Looking to the future, Hugo has found a surprising new creative passion. While he still regularly paints and draws, recently he’s been swapping the paintbrush for a gaming console. “I was never a gamer and that hasn’t changed, but I started playing some games to analyse them,” he says. “It is such a good media for storytelling and visual development, and technology is now able to literally put you in the game - that is something I’d love to experiment with.”
Overall, his journey has been somewhat organic – Hugo certainly didn’t start out with a rigid plan. But the different experiences and skills that he has cultivated over the years have put him in a fascinating position. His new role at Glassworks allows him to combine the fundamentals and the craft he loves with bigger ideas and a broad sweep of imagination.
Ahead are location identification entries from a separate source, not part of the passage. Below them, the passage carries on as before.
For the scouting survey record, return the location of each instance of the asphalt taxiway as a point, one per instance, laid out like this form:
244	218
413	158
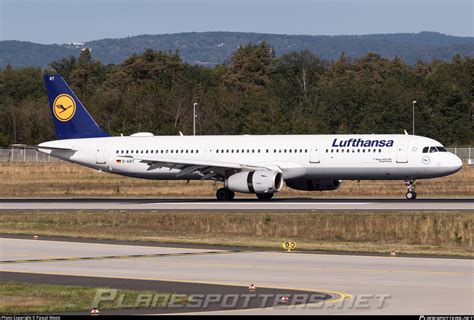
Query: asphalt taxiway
208	204
355	283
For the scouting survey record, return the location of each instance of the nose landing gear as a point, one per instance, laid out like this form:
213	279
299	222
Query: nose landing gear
411	194
224	194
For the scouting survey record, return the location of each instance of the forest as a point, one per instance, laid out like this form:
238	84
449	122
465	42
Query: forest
253	92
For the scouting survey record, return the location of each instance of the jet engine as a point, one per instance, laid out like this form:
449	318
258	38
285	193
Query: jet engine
255	182
314	185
“As an artist I guess we are always on the search for something that you can call style, but in order to find yours you need to test and fail constantly. You need to make beautiful mistakes happen as much as possible,” says Hugo.
“I studied traditional animation along with drawing, graphic design and 3D so I always knew how things were done, I’m always curious about learning something new. Graphic design took me into motion design, which carried me into animation and character design where you can really express yourself and give anima to your creations. So organically I got where I wanted without knowing where I was going.”